La preuve incombe à celui qui accuse
Et parlons-en, du monde judiciaire. Qui se rappelle encore les ordonnances de non-lieu rendues les 17 mai et 1er juillet 2013, où les sieurs Talon et Boko furent graciés exactement dans les mêmes conditions ? Où l’on avait déjà cherché en vain les preuves d’un coup d’État, et où le droit triompha en écartant les simples actes préparatoires, ces intentions qui ne valent pas action. Alors pourquoi aujourd’hui ces mêmes faits, cette même mise en scène, devraient-ils aboutir à une issue différente ? S’il fallait punir des intentions, n’est-ce pas que toute la société serait derrière les barreaux ?

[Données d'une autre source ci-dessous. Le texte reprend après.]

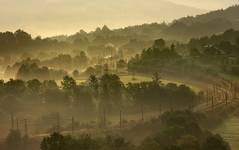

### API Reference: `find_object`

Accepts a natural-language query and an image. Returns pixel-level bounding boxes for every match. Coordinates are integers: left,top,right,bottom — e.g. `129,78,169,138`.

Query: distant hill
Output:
58,5,239,42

La brigade criminelle, elle, patauge, cherchant désespérément à établir un lien entre Olivier Boko, Oswald Homeky, et cette fantomatique remise de fonds. Mais _ »Affirmanti incumbit probatio »_ : la preuve incombe à celui qui affirme. Or, ni traces d’échanges, ni documents de planification, ni complot ourdi dans la pénombre de la nuit béninoise. L’accusation semble ignorer cette maxime sacrée du droit : cogitationis poenam nemo patitur – nul ne peut être puni pour ses pensées. Une maxime que le duo Talon-Boko avait savouré comme un bon vin, eux qui en 2013 furent sauvés par ce même principe.
« Les actes préparatoires ne sont pas punissables »

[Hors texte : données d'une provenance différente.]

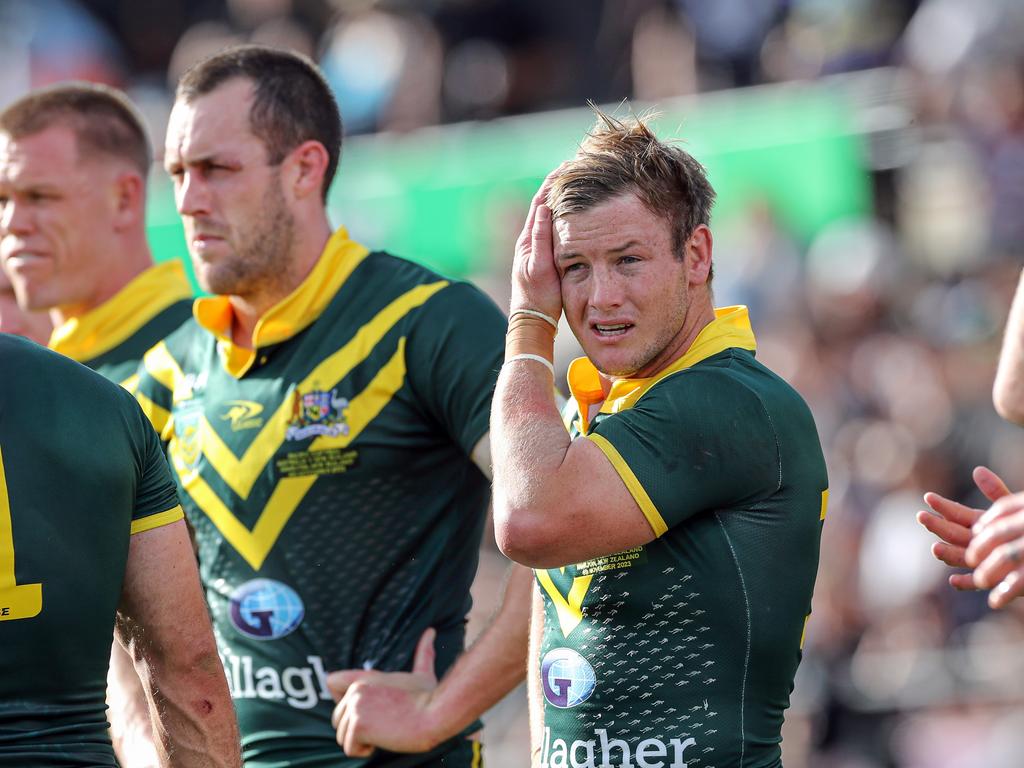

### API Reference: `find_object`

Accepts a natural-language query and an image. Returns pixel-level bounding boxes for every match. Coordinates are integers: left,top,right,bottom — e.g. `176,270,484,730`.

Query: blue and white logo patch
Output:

Encore une fois, on cherche ce « coup d’État » que la Justice peine à nommer. Un coup d’État suppose des armes, des hommes en treillis, un discours de transition… Mais non, ici, point d’armes brandies, point de conjurés au garde-à-vous. Juste deux hommes, Olivier Boko et Oswald Homeky, dont l’un, dit-on, aurait été en contact avec un mystérieux colonel – lui, en liberté, et jamais rappelé à l’ordre. Mais alors, demande le public médusé : qui donc mène la danse ? Qui est ce fantôme du coup d’État annoncé ?
Et puis, la farce atteint son paroxysme quand l’on découvre que l’acte accusatoire repose sur de simples numéraires retrouvés dans un véhicule, là où la moindre tentative de renversement exige une orchestration militaire, un déploiement d’armes et de munitions, une coordination de forces… Hélas, le théâtre reste vide, le rideau tombe avant même que la pièce ne commence. Dites-moi donc, chers lecteurs : s’agit-il de complot ou de simple projection d’ambitions déçues ?
Où est la preuve ? Où est le commencement d’exécution ? On dit que « les actes préparatoires ne sont pas punissables ». La Chambre d’Accusation de la Cour d’Appel de Cotonou en 2013 l’a gravé dans le marbre du droit béninois. C’est cela, chers amis, la tragédie d’une farce judiciaire : vouloir punir des idées, des mots murmurés, sans acte, sans action. Cogitationis poenam nemo patitur. Et, de grâce, éloignez-vous de ces amis qui vous convoquent en pleine nuit pour de mystérieuses confidences. Vous risqueriez de vous retrouver à jouer, bien malgré vous, dans une comédie dont personne ne connaît la fin.